In practice, importance sampling is used to reduce variance. The auxiliary fields from the Hubbard-Stratonovich transformation are shifted by the so-called “force bias”, \(\bar{\mathbf{\sigma}}\) and the walkers are re-weighted according to an importance function, \(I(\mathbf{\sigma},\bar{\mathbf{\sigma}},\Phi^{s-1}_n)\), at each projection step. Formally, the force bias is given by

(19)#\[\bar{\mathbf{\sigma}}=-\sqrt{\tau}\frac{\langle\Psi_\mathrm{T}|\hat{\mathbf{v}}|\Phi^s_n \rangle}{\langle\Psi_\mathrm{T}|\Phi^s_n \rangle},\]

where \(|\Psi_\mathrm{T} \rangle\) is the trial wavefunction which is essentially a guess of the true many-body wavefunction.
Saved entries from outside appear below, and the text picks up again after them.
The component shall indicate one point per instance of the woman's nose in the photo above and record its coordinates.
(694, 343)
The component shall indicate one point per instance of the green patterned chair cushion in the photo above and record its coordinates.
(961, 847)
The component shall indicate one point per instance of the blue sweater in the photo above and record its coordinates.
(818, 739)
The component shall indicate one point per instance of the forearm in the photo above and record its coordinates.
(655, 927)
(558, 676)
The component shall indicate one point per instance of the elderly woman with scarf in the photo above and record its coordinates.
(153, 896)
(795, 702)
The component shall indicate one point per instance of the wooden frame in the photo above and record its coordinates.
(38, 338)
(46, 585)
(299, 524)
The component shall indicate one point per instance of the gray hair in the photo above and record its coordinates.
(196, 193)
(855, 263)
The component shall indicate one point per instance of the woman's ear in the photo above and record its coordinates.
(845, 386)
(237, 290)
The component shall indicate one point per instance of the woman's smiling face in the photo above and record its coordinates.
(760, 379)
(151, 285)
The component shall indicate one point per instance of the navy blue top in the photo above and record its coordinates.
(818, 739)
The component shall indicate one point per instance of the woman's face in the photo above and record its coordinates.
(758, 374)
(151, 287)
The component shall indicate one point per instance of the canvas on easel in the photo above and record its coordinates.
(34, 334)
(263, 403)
The walkers weights are updated at each projection step based on the importance function as

(20)#\[W^s_n = I(\mathbf{\sigma},\bar{\mathbf{\sigma}},\Phi^{s-1}_n) W^{s-1}_n,\]
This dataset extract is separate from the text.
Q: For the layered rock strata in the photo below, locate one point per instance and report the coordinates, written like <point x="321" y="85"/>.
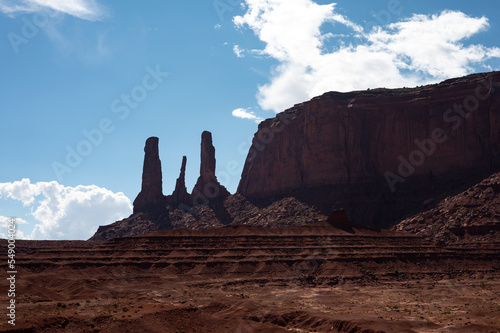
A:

where \(I(\mathbf{\sigma},\bar{\mathbf{\sigma}},\Phi^{s-1}_n)\) is given by

(21)#\[I(\mathbf{\sigma},\bar{\mathbf{\sigma}},\Phi) \equiv \frac{\langle\Psi_\mathrm{T}|\hat{B}(\mathbf{\sigma} - \bar{\mathbf{\sigma}})|\Phi \rangle} {\langle\Psi_\mathrm{T}|\Phi \rangle} \textrm{Exp}\left(\bar{\mathbf{\sigma}} \cdot \mathbf{\sigma} - \frac{\bar{\mathbf{\sigma}} \cdot \bar{\mathbf{\sigma}}}{2}\right)\]

For lattice models, some of the details are slightly different since the form of the interactions is simpler.

The Sign/Phase Problem#

As formulated above, the imaginary-time projection suffers from an exponential decrease in the signal-to-noise ratio which arises from the invariance of any observable to an overall phase of the many-body wavefunction, \(e^{-i \theta} | \Psi \rangle\). This is a manifestation of the generic fermionic sign problem that arises in all quantum Monte Carlo approaches. The projector, \(B(\mathbf{\sigma})\), is typically complex-valued and introduces an arbitrary phase to the Slater determinant random walkers. As the projection proceeds, the random walkers accumulate random phases, leading to a finite density of walkers in the complex plane defined by \(\langle \Psi_\mathrm{T} | \Phi^s_n \rangle\). This leads to large fluctuations in the weights that ultimately diverge. This is known as the phase problem in the AFQMC literature [ZK03]. For lattice models, it is possible to choose a HS transformation such that \(B(\mathbf{\sigma})\) is real-valued. In this case, the random walkers accumulate random signs — i.e., \(\theta \in \{0, \pi\}\) — leading to the fermionic sign problem.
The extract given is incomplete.